Though trademark assignment seems simple, it is actually quite complicated. Even Apple Inc. (Apple) was trapped with their iPad trademark assignment. In December 2009, Apple’s shell company UK IP Application Development (IPAD) bought the registered trademark rights for the iPad in different countries, including Mainland China, from the Proview affiliate in Taiwan for 35,000 pounds. However, five months earlier in July, Apple bought the iPhone trademark from Hanwang Technology at a price of 3.65 million US dollars.
However Proview Shenzhen claimed that it owned the Chinese trademark rights to the iPad name which are different to those owned by its Taiwan subsidiary. Proview Taiwan had no rights to assign the Chinese trademark. Finally, Apple paid 60 million US dollars before using the iPad trademark. Apparently Apple's shell company either didn't know the right owner of the Chinese trademark for iPad before signing the trademark assignment agreement or failed to sign a proper trademark assignment agreement with the knowledge of the right owner — it did not include Proview Shenzhen in the agreement. According to China's Trademark Law, in trademark assignment, the assignor should assign all the trademarks that are identical with or similar to the assigned trademark on the same or similar goods to the assignee.
When a multinational company buys a trademark in China, everything goes smoothly until it is rejected by the Trademark Office at the assignment formality stage. Because the assignor has a similar trademark for the assigned trademark on similar goods. When a multinational company would like to get assignment for these similar trademarks according to the Trademark Law, they are asked to pay the additional assignment fees, though they would like to get them for free. The key is that the assignor and assignee do not reach a consensus in the agreement ahead of time, which leads to disputes in the end.
In this regard, one has to handle trademark assignment business cautiously to avoid minefields. But sometimes when one company is too cautious to get a trademark, it can make the simple procedure more complicated. This can be reflected in the “Pierre Cardin” trademark case. Pierre Cardin had started to bring fashion shows to China as early as 1979. Thereafter, the brand was tagged with a top class, luxurious and distinguished image. Unfortunately, the brand came to the world of being sold out.

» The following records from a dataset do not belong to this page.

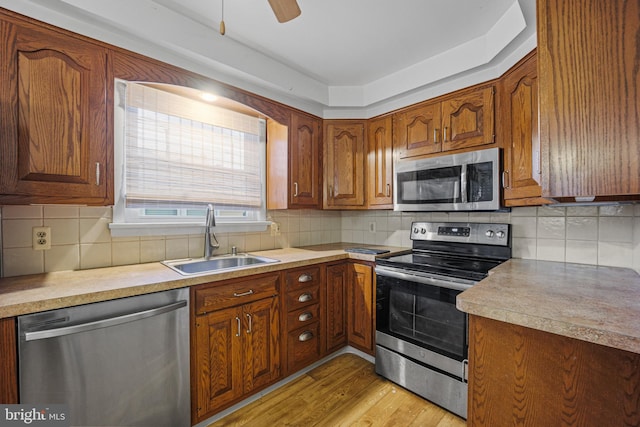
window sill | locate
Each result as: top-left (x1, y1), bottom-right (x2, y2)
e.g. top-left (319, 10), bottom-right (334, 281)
top-left (108, 221), bottom-right (271, 238)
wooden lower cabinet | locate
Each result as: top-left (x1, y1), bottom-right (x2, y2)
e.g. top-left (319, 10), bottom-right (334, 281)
top-left (468, 315), bottom-right (640, 426)
top-left (284, 265), bottom-right (324, 374)
top-left (192, 275), bottom-right (281, 423)
top-left (0, 317), bottom-right (18, 404)
top-left (347, 262), bottom-right (374, 354)
top-left (326, 263), bottom-right (348, 352)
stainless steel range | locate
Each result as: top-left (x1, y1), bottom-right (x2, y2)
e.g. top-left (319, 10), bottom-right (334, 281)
top-left (374, 221), bottom-right (511, 418)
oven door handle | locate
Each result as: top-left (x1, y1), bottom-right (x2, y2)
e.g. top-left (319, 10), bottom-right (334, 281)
top-left (375, 266), bottom-right (475, 292)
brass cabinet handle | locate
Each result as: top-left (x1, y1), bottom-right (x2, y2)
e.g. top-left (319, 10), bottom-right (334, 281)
top-left (298, 292), bottom-right (313, 303)
top-left (293, 182), bottom-right (299, 197)
top-left (443, 127), bottom-right (448, 142)
top-left (246, 313), bottom-right (252, 334)
top-left (298, 273), bottom-right (313, 283)
top-left (235, 316), bottom-right (241, 337)
top-left (233, 290), bottom-right (254, 297)
top-left (433, 129), bottom-right (438, 144)
top-left (96, 162), bottom-right (101, 186)
top-left (298, 331), bottom-right (314, 342)
top-left (298, 311), bottom-right (313, 322)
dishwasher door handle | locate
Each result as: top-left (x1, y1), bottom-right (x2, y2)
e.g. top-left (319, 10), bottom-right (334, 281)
top-left (23, 300), bottom-right (187, 342)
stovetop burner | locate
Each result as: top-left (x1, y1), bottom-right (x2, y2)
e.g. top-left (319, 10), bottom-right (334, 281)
top-left (376, 221), bottom-right (512, 282)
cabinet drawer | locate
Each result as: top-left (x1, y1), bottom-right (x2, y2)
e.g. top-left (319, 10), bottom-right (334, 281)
top-left (285, 285), bottom-right (320, 311)
top-left (194, 273), bottom-right (279, 314)
top-left (285, 266), bottom-right (321, 291)
top-left (287, 322), bottom-right (321, 373)
top-left (286, 304), bottom-right (320, 332)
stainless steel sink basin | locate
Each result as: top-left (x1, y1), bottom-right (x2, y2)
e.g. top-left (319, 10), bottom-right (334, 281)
top-left (162, 254), bottom-right (280, 276)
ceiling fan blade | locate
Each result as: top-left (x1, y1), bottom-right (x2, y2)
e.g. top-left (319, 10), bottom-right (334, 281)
top-left (268, 0), bottom-right (301, 23)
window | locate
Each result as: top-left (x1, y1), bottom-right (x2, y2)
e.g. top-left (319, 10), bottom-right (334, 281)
top-left (111, 81), bottom-right (269, 236)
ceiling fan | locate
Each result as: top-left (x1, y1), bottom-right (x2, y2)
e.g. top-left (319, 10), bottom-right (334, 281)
top-left (220, 0), bottom-right (300, 35)
top-left (268, 0), bottom-right (301, 23)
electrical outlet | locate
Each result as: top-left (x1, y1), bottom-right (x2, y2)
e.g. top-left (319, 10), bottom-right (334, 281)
top-left (270, 222), bottom-right (281, 236)
top-left (32, 226), bottom-right (51, 250)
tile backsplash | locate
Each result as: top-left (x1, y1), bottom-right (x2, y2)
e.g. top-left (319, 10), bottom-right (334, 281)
top-left (1, 204), bottom-right (639, 278)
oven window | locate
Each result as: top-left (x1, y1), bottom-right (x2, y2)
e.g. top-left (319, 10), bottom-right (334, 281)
top-left (388, 287), bottom-right (466, 357)
top-left (397, 166), bottom-right (462, 204)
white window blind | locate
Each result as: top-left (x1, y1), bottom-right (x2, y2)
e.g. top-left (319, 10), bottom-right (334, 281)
top-left (124, 83), bottom-right (264, 208)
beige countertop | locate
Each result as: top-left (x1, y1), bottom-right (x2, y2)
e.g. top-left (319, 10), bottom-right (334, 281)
top-left (0, 243), bottom-right (408, 319)
top-left (457, 259), bottom-right (640, 354)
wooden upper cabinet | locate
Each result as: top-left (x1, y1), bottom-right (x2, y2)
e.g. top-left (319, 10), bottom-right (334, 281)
top-left (441, 85), bottom-right (495, 152)
top-left (393, 101), bottom-right (441, 159)
top-left (394, 84), bottom-right (495, 159)
top-left (500, 50), bottom-right (552, 207)
top-left (367, 116), bottom-right (394, 208)
top-left (538, 0), bottom-right (640, 199)
top-left (324, 120), bottom-right (366, 208)
top-left (289, 112), bottom-right (322, 208)
top-left (0, 15), bottom-right (111, 205)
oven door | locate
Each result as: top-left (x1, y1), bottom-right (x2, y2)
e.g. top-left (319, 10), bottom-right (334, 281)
top-left (375, 267), bottom-right (469, 380)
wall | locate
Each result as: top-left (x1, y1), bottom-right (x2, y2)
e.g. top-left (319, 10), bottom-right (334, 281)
top-left (2, 204), bottom-right (639, 278)
top-left (0, 206), bottom-right (341, 278)
top-left (341, 204), bottom-right (640, 273)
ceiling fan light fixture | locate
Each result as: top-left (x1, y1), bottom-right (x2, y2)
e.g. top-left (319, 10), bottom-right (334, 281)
top-left (268, 0), bottom-right (301, 23)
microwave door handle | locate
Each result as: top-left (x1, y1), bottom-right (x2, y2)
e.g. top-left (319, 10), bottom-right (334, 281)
top-left (460, 164), bottom-right (468, 203)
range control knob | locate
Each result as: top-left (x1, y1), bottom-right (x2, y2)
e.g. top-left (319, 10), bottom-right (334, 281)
top-left (485, 230), bottom-right (495, 238)
top-left (496, 230), bottom-right (506, 239)
top-left (413, 227), bottom-right (420, 234)
top-left (421, 228), bottom-right (427, 234)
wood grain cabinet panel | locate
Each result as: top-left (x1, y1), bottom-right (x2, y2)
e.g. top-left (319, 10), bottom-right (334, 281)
top-left (347, 262), bottom-right (374, 354)
top-left (0, 318), bottom-right (18, 404)
top-left (394, 85), bottom-right (495, 159)
top-left (499, 50), bottom-right (553, 207)
top-left (325, 263), bottom-right (348, 353)
top-left (538, 0), bottom-right (640, 199)
top-left (0, 13), bottom-right (111, 205)
top-left (289, 112), bottom-right (322, 208)
top-left (367, 116), bottom-right (394, 208)
top-left (324, 120), bottom-right (366, 208)
top-left (468, 315), bottom-right (640, 426)
top-left (192, 274), bottom-right (281, 423)
top-left (393, 101), bottom-right (442, 159)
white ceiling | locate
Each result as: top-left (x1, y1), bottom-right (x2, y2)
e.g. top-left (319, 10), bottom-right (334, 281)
top-left (0, 0), bottom-right (537, 117)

At the end of August 2009, Shanghai Century Star Import & Export Corp (Shanghai Century Star) announced the assignment of acquisition agreement of Pierre Cardin. However, Shanghai Century Star soon learned that in early July of 2009, Pierre Cardin had already assigned its trademark registered in 4 classes including leatherware, knitwear, shoes, and gloves in China to Cardanro, a company in Wenzhou, Zhejiang Province, at a price of 37 million euros. What made Shanghai Century Star even more astonished was that Pierre Cardin had already received 33.3 million euros from Cardanro.
Chinese companies paid extremely high prices to buy the diminished brand, and Pierre Cardin seemed to start the sale skirmish intentionally. Under such circumstances, who was the real owner of Pierre Cardin? Actually Shanghai Century Star neither acquired Pierre Cardin in a whole, nor bought its shares, it was only assigned with Pierre Cardin’s trademark in Greater China including Mainland China, Taiwan, Hong Kong, Macao and Singapore. But Shanghai Century Star made the assignment of trademark as complicated as a company acquisition.
It had gone through a series of procedures and got approval from China’s National Development and Reform Commission, which are only needed in overseas acquisition. Moreover, it set up a subsidiary company in Paris to deal with the trademark assignment work. In fact the trademark assignment of Pierre Cardin could be even faster if Shanghai Century Star didn’t go through all of the unnecessary procedures.
Of course, the media may not report accurately. If Shanghai Century Star was intended to acquire Pierre Cardin, then it should ask Pierre Cardin to block any trademark assignments during negotiation, and it should confirm that Pierre Cardin was still the owner of the trademark while signing the agreement and forbid any behavior of trademark assignment and licensing to avoid purchasing a “shell” company without the target trademark.